How do I report credit card fraud?
Contact your credit card company or bank as soon as you notice any fraudulent transaction. “After a thorough investigation, the bank can take actions ranging from blocking suspected transactions, to temporarily suspending cards until the issue is resolved, or closing the cards in concern and helping customers open a new one,” says Mr Malani of HSBC.
According to the Emirates NBD website, errors must be reported within 30 days of the statement date, while NBAD’s Credit Shield protection insurance will only kick in if you report the issue within 48 hours of discovery.
You should immediately change your bank passwords and, once a lost or stolen card case has been opened, you will need to file a police report, whether you are at home or abroad.
What documents will the bank need?
Gather together any documents that will help your case. “Receipts, confirmation emails or text messages related to the fraudulent transaction can go a long way towards resolving the matter,” says Mr Chehab.
Two victims of fraud, who did not want to be named, said they had to provide a boarding pass or photocopies or all pages in their passport to prove where they were at the time the fraud was carried out overseas.
How long will a fraud claim take to process with the bank?
An investigation will be launched between your bank and the card issuer, most likely Visa or MasterCard, says Mr Chehab. The whole process “typically takes between 60 and 90 days”.
Will I have to pay the charges in the meantime?
“Unfortunately, yes,” says Mr Chehab. “If the investigation shows you’re a victim of fraud, through no fault of your own, either the card issuer or the bank will return the funds after the investigation is completed. However, in some scenarios you may be liable for the charges.”

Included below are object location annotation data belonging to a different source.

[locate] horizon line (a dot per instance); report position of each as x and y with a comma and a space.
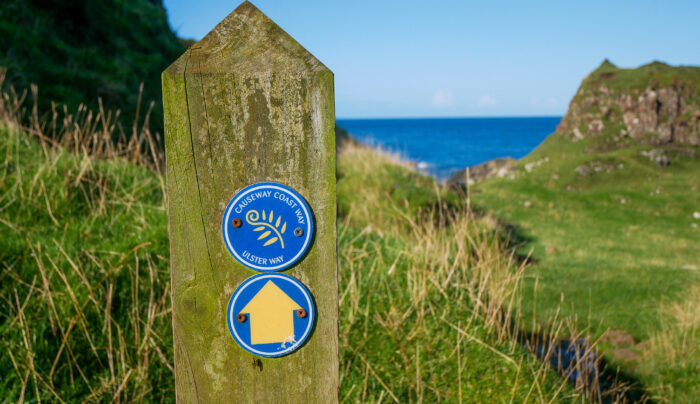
449, 117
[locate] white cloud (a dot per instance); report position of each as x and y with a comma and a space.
487, 101
442, 98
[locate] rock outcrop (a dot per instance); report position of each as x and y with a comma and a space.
654, 104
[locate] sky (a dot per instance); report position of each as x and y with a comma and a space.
451, 58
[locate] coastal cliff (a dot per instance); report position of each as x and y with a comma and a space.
653, 104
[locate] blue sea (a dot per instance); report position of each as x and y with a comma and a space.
442, 146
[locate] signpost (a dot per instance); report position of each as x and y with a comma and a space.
250, 148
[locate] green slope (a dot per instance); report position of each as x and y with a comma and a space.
77, 51
85, 287
613, 238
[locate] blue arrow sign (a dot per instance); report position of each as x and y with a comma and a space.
271, 315
267, 226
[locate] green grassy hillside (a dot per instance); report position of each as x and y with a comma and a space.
80, 50
614, 237
86, 298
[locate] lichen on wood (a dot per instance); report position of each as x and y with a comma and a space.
247, 104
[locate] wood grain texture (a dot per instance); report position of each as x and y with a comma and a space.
247, 104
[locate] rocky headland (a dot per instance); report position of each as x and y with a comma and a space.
654, 105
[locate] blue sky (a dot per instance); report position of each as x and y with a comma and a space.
466, 58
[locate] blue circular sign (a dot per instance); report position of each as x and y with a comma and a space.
267, 226
271, 315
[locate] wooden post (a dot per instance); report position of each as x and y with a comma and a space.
247, 104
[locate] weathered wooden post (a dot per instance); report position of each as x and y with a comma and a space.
248, 108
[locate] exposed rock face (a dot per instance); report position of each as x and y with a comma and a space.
499, 167
656, 104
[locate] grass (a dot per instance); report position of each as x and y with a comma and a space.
652, 75
613, 248
428, 289
87, 52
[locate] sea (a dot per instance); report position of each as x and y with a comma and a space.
442, 146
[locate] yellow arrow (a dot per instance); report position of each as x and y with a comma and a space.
271, 314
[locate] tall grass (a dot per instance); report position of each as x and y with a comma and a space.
429, 290
672, 355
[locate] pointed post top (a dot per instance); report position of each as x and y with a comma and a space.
246, 40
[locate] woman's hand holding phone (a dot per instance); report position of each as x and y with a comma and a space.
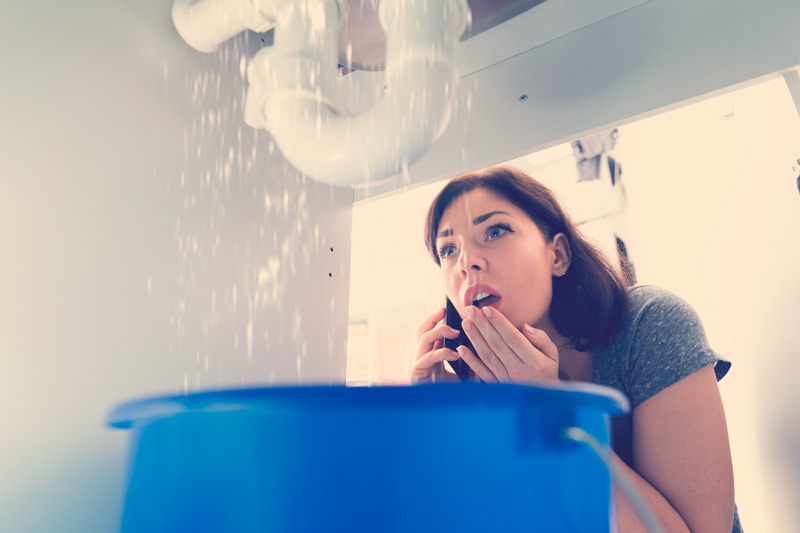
429, 363
504, 354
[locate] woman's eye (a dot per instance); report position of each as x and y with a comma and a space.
496, 231
447, 251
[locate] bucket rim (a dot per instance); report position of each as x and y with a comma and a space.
566, 395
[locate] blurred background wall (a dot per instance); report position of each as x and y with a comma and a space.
150, 243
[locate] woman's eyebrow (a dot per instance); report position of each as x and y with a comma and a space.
480, 219
484, 218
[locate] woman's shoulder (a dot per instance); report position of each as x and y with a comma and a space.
650, 303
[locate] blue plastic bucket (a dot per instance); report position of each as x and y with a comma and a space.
462, 457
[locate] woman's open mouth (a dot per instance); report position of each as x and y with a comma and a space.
483, 299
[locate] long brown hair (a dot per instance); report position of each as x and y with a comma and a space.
591, 299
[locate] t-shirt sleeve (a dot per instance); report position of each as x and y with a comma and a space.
668, 343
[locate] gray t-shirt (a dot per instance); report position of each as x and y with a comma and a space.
661, 342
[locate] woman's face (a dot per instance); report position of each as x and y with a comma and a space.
492, 253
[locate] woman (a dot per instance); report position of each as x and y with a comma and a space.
540, 302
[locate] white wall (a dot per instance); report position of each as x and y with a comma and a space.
119, 278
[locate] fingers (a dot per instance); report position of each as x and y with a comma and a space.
428, 339
541, 341
508, 353
429, 323
422, 370
477, 366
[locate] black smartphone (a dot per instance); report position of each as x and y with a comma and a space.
453, 319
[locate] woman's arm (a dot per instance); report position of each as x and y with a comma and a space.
682, 459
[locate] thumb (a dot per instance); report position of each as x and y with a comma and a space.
541, 341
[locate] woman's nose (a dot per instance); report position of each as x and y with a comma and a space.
470, 260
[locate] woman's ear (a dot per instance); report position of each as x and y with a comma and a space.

Can I insure my card against fraud?
Ask your bank about Credit Shield, a form of insurance you pay a nominal fee for each month on your credit card bill. Every bank’s Credit Shield operates differently, so do ask first if credit card fraud is covered for your card. Credit Shield may also pay some or all of your minimum balance each month if you lose your job, some medical expenses and death or disablement cover. Ambareen Musa, the founder and chief executive of Souqalmal.com, says you are typically asked if you want this cover when you sign up for a credit card. However, some banks apply it even when a customer does not want the protection. "It should not automatically be charged – but check your statement, just in case," says Ms Musa, who adds that the cost is between 0.5 per cent to 0.99 per cent of the monthly outstanding balance. "Each bank differs as the cover differs too so it is important to check the benefits and whether it is really worth it." To cancel Credit Shield cover, simply notify your bank.